1964 – Libba Bray, U.S. author of young-adult novels, including the popular Gemma Doyle trilogy, and short stories.
1964 – Lea Hernandez, U.S. comic-book author and web comic creator, known for her manga-influenced style.
1964 – Leena Lehtolainen, award-winning Finnish author and literary critic who is best known for her crime novels about policewoman Maria Kallio; her first novel was released when she was 12 years old.
1967 – John Barrowman, award-winning Scottish-born writer, actor, singer, dancer, television host, and competitor in a celebrity ice skating show; he is best known for the role of Captain Jack Harkness in the Doctor Who and Torchwood franchises, but has also written novels, comic books, children’s books, and memoirs.

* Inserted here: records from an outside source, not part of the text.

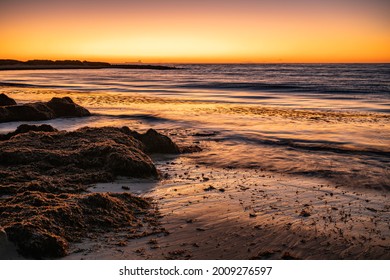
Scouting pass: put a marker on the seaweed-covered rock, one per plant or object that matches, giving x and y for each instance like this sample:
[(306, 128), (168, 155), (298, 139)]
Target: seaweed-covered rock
[(42, 225), (45, 173), (154, 142), (55, 108), (26, 128), (6, 101)]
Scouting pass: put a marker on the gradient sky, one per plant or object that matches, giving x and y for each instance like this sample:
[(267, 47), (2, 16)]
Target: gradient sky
[(196, 31)]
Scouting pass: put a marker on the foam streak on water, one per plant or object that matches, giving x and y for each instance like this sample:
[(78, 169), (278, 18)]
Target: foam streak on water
[(326, 120)]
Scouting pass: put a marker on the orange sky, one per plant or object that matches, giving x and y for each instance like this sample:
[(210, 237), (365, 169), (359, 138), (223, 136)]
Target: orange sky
[(196, 31)]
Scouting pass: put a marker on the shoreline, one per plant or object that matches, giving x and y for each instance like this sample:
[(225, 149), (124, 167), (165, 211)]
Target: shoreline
[(213, 209)]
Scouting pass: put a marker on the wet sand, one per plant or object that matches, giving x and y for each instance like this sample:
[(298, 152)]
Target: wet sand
[(249, 214), (246, 196)]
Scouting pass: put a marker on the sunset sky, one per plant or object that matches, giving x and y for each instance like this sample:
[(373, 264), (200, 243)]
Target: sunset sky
[(196, 31)]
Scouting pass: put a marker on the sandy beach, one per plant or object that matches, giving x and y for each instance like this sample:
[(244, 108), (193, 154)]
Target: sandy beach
[(233, 201)]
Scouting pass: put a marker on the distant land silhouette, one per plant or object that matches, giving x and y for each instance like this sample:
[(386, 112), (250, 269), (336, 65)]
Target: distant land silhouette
[(11, 64)]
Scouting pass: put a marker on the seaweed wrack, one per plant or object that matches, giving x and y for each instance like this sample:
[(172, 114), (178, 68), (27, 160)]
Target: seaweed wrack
[(44, 175)]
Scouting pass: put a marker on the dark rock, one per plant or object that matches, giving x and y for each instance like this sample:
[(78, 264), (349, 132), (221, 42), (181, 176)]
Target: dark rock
[(42, 225), (210, 188), (6, 101), (46, 172), (24, 128), (55, 108)]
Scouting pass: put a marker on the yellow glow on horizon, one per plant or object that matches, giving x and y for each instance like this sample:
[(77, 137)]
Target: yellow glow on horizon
[(153, 36)]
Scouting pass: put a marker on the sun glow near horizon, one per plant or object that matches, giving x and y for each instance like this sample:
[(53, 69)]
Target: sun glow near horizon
[(202, 31)]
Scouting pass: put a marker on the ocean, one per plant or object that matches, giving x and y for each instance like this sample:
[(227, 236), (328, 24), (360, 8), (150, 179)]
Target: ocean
[(314, 120)]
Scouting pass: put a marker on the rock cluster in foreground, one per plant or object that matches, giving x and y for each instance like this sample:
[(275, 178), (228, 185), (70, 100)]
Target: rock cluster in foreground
[(55, 108), (44, 174)]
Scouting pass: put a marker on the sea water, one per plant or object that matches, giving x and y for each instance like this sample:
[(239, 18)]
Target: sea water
[(319, 120)]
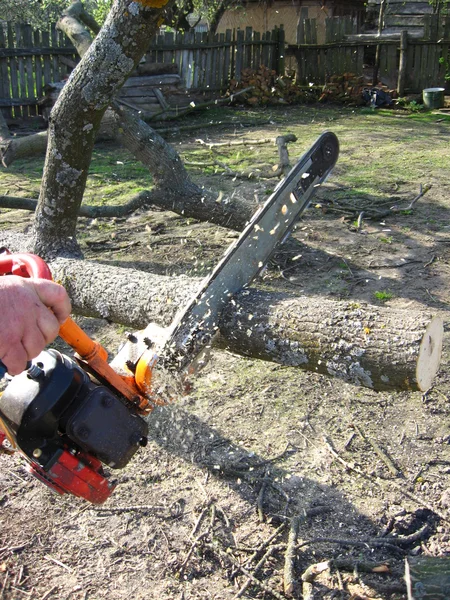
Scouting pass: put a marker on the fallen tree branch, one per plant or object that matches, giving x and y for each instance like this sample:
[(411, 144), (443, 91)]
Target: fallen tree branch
[(379, 482), (118, 210)]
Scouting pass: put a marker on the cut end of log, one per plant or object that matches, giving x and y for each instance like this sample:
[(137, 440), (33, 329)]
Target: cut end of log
[(430, 352)]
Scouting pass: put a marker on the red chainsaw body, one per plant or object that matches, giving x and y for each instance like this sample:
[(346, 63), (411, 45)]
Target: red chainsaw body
[(68, 466)]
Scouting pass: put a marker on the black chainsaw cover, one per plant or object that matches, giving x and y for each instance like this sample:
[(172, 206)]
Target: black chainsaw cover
[(55, 405)]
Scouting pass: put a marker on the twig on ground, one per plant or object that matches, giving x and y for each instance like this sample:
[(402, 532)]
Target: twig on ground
[(379, 482), (289, 557), (49, 592), (260, 499), (260, 548), (124, 509), (200, 537), (379, 452), (266, 556), (422, 192)]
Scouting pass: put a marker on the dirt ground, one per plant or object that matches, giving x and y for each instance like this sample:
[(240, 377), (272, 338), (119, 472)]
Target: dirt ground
[(206, 509)]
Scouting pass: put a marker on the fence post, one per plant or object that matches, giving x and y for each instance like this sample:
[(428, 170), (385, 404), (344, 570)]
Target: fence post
[(239, 53), (281, 49), (402, 67)]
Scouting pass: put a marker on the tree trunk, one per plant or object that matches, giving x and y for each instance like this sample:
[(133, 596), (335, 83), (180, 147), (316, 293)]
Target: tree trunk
[(16, 148), (76, 118), (379, 348)]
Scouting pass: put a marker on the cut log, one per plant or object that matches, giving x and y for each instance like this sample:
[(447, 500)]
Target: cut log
[(372, 346), (428, 578)]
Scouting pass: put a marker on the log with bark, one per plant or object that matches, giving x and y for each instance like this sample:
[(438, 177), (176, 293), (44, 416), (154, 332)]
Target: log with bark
[(373, 346), (428, 577)]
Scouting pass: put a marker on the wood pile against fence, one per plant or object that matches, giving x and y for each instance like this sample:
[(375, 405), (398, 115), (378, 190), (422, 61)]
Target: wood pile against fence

1969 – Eran Ben-Shahar, Israeli author, philosopher, journalist, lecturer, and inventor who now lives in New Zealand.
1972 – Eugenia Romanelli, Italian novelist, essayist, and journalist who founded and directs the Writers Factory, a writer’s school dedicated to American author Ursula Le Guin.
1973 – Sylvia Day, bestselling Japanese-U.S. romance author who also writes under the pseudonyms S.J. Day and Livia Dare.
1974 – Kate Brian, Pen name of Kieran Scott, U.S. chick-lit and young-adult novelist.
1978 – Christopher Rice, U.S. author of suspense, crime novels, supernatural thrillers, and erotic romance; he is the son of the late bestselling vampire novelist Anne Rice.
1983 – Yasir Jaswal, Pakistani screenwriter, photographer, writer, composer, singer, songwriter, music director, film director, and music journalist who was lead singer for the bands Irtaash and Call.